Exploring causal hypotheses: breaking with long-standing research traditions



This commentary is on the original article by Faebo Larsen et al. on pages 1016–1022 of this issue.

Faebo Larsen et al.[1] investigate the early life determinants for developmental coordination disorder (DCD) in 7-year-old children, using data from the Danish National Birth Cohort. They explore interesting associations between (amongst others) sex, gestational age, being small for gestational age (SGA), walking attainment, and the outcome variable, DCD, respectively, reaffirming previously established DCD-determinants and adding a new one (SGA) in the process. Their main contributions are the sex-specific associations for SGA.

As such, the authors' approach fits a long-standing research tradition where cautiousness regarding causal inferences prevails and research slowly and carefully progresses in understanding. We would like to take this opportunity to point out some possibilities for formulating and expanding their results using causal graphs, since recent developments in statistical perspectives on causal inference have proven the former credo ‘correlation is not causation’ to be overly restrictive.[2] As researching pointed out previously in DMCN, causal graphs and their theory could also be of great use in the epidemiology of developmental disabilities in children.[3]

Causal graphs and their associated theory have bridged the gap between statistical associations and causal connections mathematically, providing ways to test statistically (parts of) hypothetical causal models using observational data.[4] When done with appropriate caution and obeying model assumptions – albeit no more than should be customary when applying any statistical tool – this can avoid the risk of over-extrapolating the available data.

Respecting constraints imposed by time and logic, the graph in Figure 1 represents one of the plausible causal mechanisms underlying the variables and as such it may form an indispensable addition to the research questions posed by Faebo Larsen et al.
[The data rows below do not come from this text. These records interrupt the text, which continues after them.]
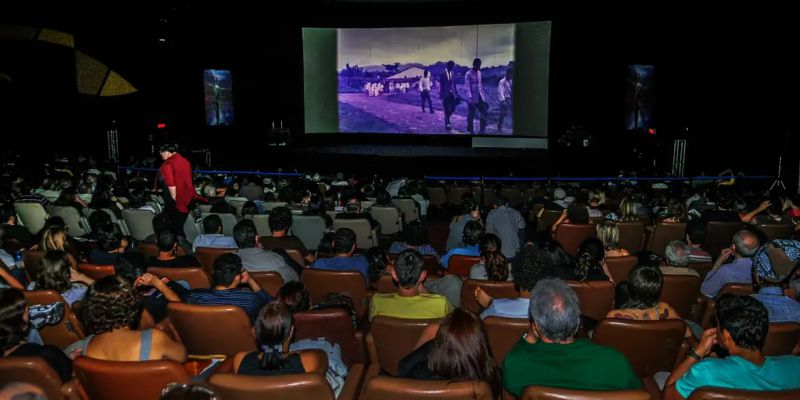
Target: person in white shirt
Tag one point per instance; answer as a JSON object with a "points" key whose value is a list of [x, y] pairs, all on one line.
{"points": [[425, 90], [504, 93]]}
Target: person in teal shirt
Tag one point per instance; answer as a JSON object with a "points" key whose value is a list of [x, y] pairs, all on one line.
{"points": [[742, 325]]}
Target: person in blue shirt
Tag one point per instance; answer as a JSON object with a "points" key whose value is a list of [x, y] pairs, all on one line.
{"points": [[742, 326]]}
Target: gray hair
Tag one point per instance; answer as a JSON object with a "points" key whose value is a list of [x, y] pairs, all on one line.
{"points": [[677, 253], [746, 243], [555, 309]]}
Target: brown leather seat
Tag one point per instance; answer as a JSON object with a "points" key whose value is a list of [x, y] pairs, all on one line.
{"points": [[571, 236], [460, 265], [391, 339], [33, 370], [548, 393], [270, 281], [212, 330], [196, 277], [498, 290], [96, 271], [620, 267], [127, 380], [782, 338], [336, 326], [320, 282], [504, 333], [206, 256], [596, 297], [719, 235], [663, 233], [712, 393], [390, 388], [631, 236], [66, 332], [682, 292]]}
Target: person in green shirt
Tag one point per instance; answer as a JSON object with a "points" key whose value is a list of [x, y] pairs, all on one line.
{"points": [[550, 355], [742, 326]]}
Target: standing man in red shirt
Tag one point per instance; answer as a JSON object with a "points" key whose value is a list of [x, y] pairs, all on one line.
{"points": [[175, 179]]}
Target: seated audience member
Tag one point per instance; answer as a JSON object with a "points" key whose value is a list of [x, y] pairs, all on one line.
{"points": [[14, 326], [213, 237], [773, 265], [550, 355], [344, 245], [111, 316], [55, 274], [411, 299], [742, 325], [493, 266], [733, 264], [457, 349], [473, 230], [280, 220], [167, 250]]}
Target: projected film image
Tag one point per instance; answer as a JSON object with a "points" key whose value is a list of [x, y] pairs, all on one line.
{"points": [[432, 80]]}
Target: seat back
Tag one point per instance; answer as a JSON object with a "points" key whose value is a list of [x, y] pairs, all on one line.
{"points": [[460, 264], [31, 215], [365, 237], [631, 236], [498, 290], [636, 339], [681, 292], [321, 282], [549, 393], [596, 298], [127, 380], [391, 339], [309, 229], [504, 333], [139, 222], [663, 233], [620, 267], [571, 236], [212, 330], [719, 235], [33, 370], [390, 388], [278, 387], [69, 330], [196, 277]]}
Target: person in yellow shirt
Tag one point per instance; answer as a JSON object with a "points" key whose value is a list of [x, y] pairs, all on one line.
{"points": [[411, 299]]}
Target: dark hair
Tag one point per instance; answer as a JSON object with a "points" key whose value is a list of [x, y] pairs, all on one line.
{"points": [[461, 351], [280, 219], [494, 261], [408, 268], [644, 287], [473, 230], [745, 318], [130, 265], [589, 258], [343, 240], [295, 296], [273, 325], [12, 322], [226, 268], [166, 240], [111, 303], [244, 233]]}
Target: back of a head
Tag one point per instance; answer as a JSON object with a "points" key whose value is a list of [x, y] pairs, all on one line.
{"points": [[745, 318], [408, 268], [555, 310], [280, 219], [677, 253], [226, 268]]}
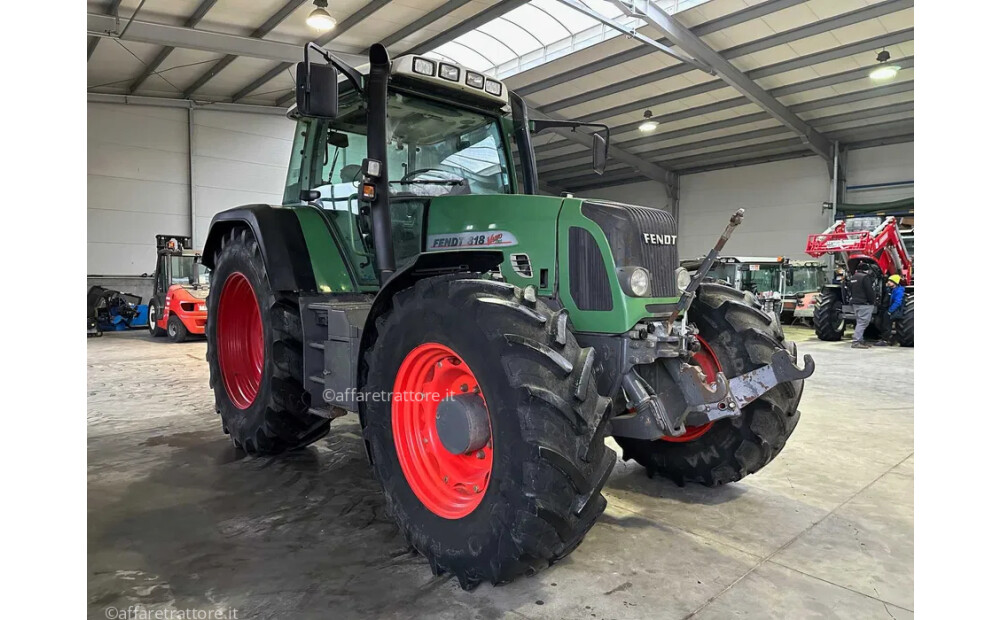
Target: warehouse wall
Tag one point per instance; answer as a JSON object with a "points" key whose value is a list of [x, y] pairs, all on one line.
{"points": [[138, 182], [783, 199]]}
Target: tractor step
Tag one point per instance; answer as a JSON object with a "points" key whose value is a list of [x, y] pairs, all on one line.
{"points": [[331, 333]]}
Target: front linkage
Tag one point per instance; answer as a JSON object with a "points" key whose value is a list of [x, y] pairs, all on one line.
{"points": [[654, 413]]}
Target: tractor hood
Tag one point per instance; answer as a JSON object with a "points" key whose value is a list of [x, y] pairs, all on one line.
{"points": [[570, 248]]}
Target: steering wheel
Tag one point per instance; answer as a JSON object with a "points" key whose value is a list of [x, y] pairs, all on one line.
{"points": [[440, 172]]}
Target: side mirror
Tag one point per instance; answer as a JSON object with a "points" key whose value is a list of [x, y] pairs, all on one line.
{"points": [[316, 89], [600, 153]]}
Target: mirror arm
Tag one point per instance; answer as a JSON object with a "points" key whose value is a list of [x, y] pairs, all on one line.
{"points": [[352, 74]]}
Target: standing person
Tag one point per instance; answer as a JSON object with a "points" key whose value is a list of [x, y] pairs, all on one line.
{"points": [[863, 300], [897, 295]]}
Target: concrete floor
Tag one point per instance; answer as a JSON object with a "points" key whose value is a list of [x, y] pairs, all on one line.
{"points": [[177, 518]]}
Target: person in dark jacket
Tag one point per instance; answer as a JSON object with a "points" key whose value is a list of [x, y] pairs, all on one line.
{"points": [[897, 297], [863, 300]]}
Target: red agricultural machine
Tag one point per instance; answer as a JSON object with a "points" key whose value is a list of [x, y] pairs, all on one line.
{"points": [[883, 249]]}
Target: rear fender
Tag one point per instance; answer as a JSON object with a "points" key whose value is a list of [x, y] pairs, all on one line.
{"points": [[279, 235]]}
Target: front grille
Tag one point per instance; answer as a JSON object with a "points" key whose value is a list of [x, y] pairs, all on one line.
{"points": [[625, 227]]}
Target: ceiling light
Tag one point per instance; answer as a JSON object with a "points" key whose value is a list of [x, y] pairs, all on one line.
{"points": [[649, 124], [319, 19], [883, 71]]}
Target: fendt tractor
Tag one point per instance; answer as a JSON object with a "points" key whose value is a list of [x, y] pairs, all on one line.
{"points": [[885, 252], [490, 338]]}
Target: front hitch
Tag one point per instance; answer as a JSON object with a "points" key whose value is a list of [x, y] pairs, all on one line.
{"points": [[695, 402]]}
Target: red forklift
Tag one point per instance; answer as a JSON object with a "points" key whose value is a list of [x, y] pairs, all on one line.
{"points": [[178, 308], [884, 249]]}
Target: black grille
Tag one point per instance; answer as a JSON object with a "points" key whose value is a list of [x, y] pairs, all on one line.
{"points": [[588, 277], [625, 227]]}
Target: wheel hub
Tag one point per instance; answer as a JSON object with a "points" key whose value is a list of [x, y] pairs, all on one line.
{"points": [[442, 430], [709, 364], [240, 340], [463, 425]]}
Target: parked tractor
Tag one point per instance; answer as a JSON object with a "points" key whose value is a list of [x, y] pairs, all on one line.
{"points": [[804, 279], [883, 249], [178, 306], [489, 338]]}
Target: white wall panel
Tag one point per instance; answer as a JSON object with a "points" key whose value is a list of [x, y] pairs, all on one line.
{"points": [[138, 176]]}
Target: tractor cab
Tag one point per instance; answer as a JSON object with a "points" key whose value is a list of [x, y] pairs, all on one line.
{"points": [[177, 307]]}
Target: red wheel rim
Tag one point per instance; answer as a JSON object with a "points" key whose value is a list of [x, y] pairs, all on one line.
{"points": [[709, 364], [449, 485], [240, 340]]}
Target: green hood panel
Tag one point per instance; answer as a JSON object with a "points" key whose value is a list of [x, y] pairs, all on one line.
{"points": [[511, 224]]}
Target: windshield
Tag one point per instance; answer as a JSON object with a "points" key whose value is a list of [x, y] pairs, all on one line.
{"points": [[804, 279], [185, 270], [433, 149]]}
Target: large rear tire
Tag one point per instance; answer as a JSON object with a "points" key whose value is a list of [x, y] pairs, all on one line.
{"points": [[255, 354], [828, 319], [739, 337], [533, 494], [905, 325]]}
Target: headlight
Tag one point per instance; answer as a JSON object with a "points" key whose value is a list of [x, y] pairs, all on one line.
{"points": [[634, 281], [683, 278]]}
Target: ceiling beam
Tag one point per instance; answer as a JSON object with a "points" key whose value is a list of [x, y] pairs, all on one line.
{"points": [[423, 22], [756, 74], [166, 102], [352, 20], [781, 91], [151, 68], [693, 45], [204, 40], [477, 20], [795, 34], [634, 33], [659, 155], [272, 22], [454, 32], [614, 60], [92, 41], [855, 97]]}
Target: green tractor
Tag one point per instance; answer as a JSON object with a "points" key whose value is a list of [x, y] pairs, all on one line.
{"points": [[489, 338]]}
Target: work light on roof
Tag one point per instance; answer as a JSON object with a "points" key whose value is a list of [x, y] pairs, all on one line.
{"points": [[474, 80], [884, 71], [320, 19], [448, 72], [423, 66], [494, 88]]}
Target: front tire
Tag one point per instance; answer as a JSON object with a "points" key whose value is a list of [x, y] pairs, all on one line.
{"points": [[737, 337], [548, 460], [255, 354], [828, 319]]}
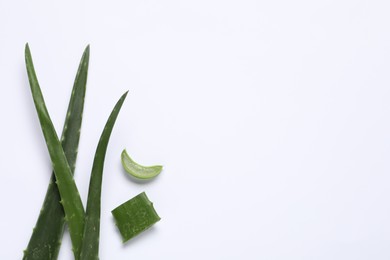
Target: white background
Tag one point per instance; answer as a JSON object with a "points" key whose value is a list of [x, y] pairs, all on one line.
{"points": [[271, 119]]}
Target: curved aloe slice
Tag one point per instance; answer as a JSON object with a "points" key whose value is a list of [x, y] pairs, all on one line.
{"points": [[45, 241], [90, 245], [137, 170], [70, 198]]}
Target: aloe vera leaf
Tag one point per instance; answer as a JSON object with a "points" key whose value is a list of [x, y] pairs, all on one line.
{"points": [[135, 216], [45, 241], [90, 245], [138, 171], [70, 198]]}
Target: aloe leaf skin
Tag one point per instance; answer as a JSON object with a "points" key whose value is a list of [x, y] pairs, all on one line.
{"points": [[135, 216], [90, 245], [138, 171], [70, 198], [45, 241]]}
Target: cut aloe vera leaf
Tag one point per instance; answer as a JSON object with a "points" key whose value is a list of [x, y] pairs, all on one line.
{"points": [[135, 216], [138, 171], [45, 241]]}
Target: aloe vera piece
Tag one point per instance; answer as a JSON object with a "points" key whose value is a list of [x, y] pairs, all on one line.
{"points": [[90, 244], [135, 216], [70, 198], [45, 241], [138, 171]]}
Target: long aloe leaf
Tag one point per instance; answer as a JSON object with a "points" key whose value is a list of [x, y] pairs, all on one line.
{"points": [[70, 198], [90, 245], [45, 241]]}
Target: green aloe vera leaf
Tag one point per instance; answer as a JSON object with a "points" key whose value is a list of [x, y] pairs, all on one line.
{"points": [[70, 197], [46, 238], [90, 244], [135, 216], [138, 171]]}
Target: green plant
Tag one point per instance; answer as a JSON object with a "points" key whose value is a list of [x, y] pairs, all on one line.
{"points": [[46, 238], [90, 245], [138, 171]]}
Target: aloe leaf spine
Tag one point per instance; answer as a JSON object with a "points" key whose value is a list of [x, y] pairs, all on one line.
{"points": [[70, 198], [90, 245], [45, 241]]}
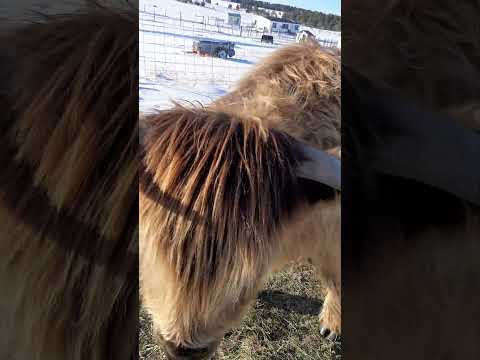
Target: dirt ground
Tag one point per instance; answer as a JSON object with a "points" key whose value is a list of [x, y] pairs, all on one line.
{"points": [[282, 325]]}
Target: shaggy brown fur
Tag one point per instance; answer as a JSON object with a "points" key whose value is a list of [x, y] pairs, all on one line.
{"points": [[426, 50], [68, 187], [425, 302], [220, 203]]}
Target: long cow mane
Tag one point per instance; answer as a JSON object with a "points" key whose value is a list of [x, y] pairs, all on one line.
{"points": [[68, 186], [215, 187]]}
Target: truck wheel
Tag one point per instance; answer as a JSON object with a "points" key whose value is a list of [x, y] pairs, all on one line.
{"points": [[222, 54]]}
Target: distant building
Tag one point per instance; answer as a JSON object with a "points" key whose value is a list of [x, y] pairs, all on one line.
{"points": [[304, 35], [271, 12], [272, 24], [234, 18], [226, 4]]}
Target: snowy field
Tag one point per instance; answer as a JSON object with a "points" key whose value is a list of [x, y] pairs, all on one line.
{"points": [[168, 68]]}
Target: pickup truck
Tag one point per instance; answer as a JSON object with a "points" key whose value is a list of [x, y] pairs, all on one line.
{"points": [[221, 49]]}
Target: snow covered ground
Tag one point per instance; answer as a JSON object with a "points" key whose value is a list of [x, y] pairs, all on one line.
{"points": [[170, 71]]}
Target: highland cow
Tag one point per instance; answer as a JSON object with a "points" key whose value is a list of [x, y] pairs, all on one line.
{"points": [[68, 187], [411, 189], [234, 190]]}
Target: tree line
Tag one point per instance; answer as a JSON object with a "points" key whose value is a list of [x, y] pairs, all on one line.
{"points": [[311, 18], [316, 19]]}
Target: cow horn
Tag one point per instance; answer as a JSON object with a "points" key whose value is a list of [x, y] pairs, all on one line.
{"points": [[319, 166]]}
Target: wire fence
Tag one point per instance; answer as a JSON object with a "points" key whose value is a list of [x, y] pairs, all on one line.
{"points": [[166, 54]]}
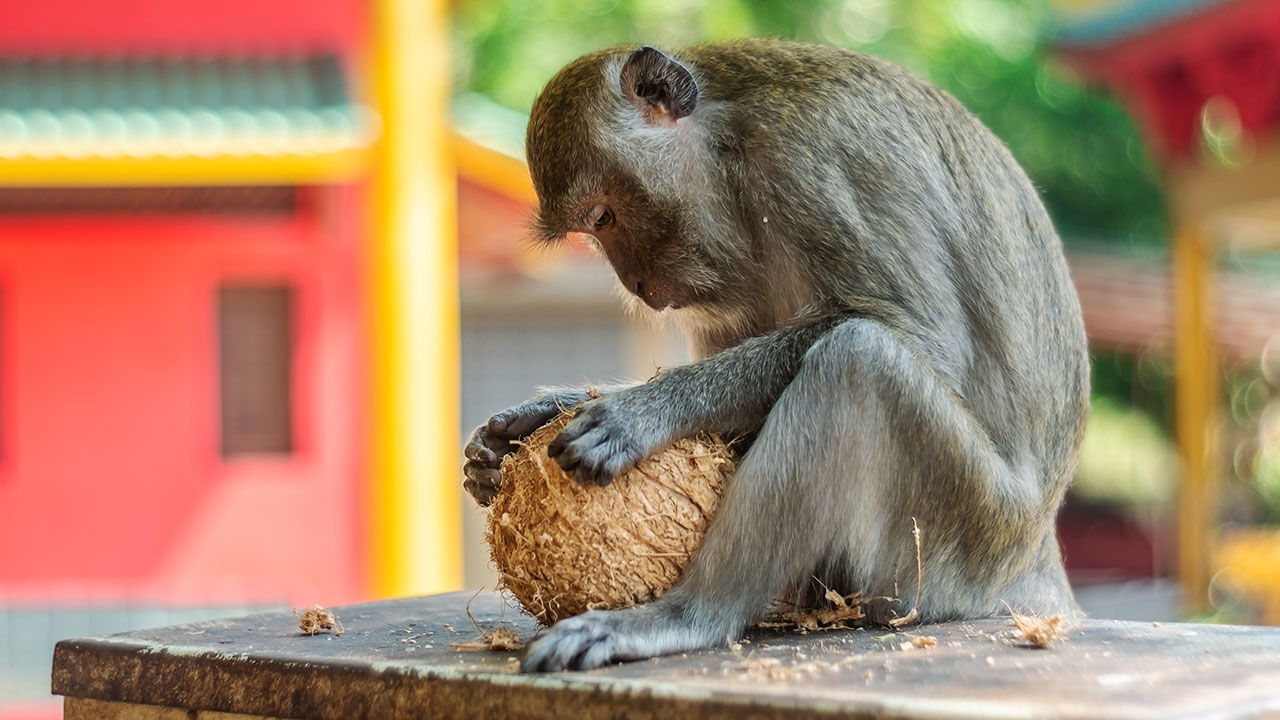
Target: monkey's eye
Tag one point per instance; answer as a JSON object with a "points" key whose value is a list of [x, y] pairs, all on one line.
{"points": [[600, 218]]}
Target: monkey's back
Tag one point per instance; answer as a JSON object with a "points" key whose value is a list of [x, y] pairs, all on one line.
{"points": [[913, 212]]}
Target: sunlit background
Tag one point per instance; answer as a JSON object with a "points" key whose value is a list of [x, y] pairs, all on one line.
{"points": [[261, 268]]}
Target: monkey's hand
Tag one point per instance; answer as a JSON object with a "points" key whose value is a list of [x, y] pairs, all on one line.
{"points": [[494, 440], [602, 637], [611, 434]]}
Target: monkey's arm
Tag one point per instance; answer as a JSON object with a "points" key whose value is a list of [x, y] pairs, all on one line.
{"points": [[730, 392]]}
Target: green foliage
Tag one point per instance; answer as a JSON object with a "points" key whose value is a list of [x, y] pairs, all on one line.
{"points": [[1079, 147]]}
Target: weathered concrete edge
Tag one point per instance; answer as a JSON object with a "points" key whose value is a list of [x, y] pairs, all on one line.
{"points": [[140, 673]]}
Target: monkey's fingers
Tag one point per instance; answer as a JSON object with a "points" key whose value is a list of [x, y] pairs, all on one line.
{"points": [[516, 423], [481, 483]]}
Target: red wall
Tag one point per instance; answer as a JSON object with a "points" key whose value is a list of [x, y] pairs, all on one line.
{"points": [[179, 26], [112, 481]]}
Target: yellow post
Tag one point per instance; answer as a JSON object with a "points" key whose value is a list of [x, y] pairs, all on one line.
{"points": [[1196, 388], [416, 537]]}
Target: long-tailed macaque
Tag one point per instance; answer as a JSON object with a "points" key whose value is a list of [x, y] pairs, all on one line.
{"points": [[872, 291]]}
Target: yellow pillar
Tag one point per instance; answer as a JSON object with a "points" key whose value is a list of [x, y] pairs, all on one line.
{"points": [[415, 520], [1196, 391]]}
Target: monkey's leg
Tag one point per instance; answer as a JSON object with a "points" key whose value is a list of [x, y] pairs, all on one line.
{"points": [[831, 483]]}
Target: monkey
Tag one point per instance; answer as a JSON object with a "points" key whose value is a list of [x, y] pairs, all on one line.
{"points": [[872, 292]]}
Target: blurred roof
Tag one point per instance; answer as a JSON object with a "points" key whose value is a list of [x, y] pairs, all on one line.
{"points": [[94, 121], [1109, 21]]}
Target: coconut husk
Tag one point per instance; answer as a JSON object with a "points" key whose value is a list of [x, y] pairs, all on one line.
{"points": [[562, 547]]}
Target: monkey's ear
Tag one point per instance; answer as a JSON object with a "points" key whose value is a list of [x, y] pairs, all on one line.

The arrows depict hypothesized causal effects between the variables in the model.[4] The causal hypothesis as depicted by this graph could then be evaluated with appropriate statistical tools (e.g. structural equation modelling or even logistic regression). Additionally, focussing on one specific effect, the graph and the associated theory can be used to identify those variables for which conditioning in the analysis is needed in order to obtain unconfounded effect estimates.[2, 4]

Figure 1.

A causal graph depicting one of the plausible causal mechanisms underlying the variables investigated by Faebo Larsen et al.

For example, to examine the existence of a direct effect of being SGA on DCD (the dotted arrow in the graph), it can be concluded that conditioning on the variables sex, walking attainment, gestational age, and maternal background variables in the analysis would provide the correct estimate of just that effect. This would be found as the (unreported) regression coefficient of SGA on DCD in the logistic regression model of the second column of Table IV in the Faebo Larsen paper. Similar conclusions could be drawn for other (total, direct, or indirect) effects. If the total effect of being SGA (including the indirect effects on DCD of walking attainment and gestational age) would have been of interest, walking attainment and gestational age should have been left out of the analysis. Conditioning on gestational age, maternal background variables, and sex, but not on walking attainment, would give an estimate of the direct effect of being SGA on DCD and the effect of being SGA through walking attainment on DCD combined (represented by the adjusted odds ratio for being SGA in the second column in Table III). If sex on its own as a determinant would have been of interest, correction for maternal background variables would not have been necessary (assuming they do not affect the sex of the child).

Such an approach, though admittedly bold by breaking with long-standing traditions, could help interpret the observed results. In addition, it could also give rise to the formulation of new research questions to be evaluated in future research, hence contributing to the development of the research field. In our view, these new developments and the possibilities they provide for analysis and interpretation of observational data deserve to be acknowledged and explored. The important and clinically relevant findings of the current study of Faebo Larsen et al. can then be interpreted in a more concise manner.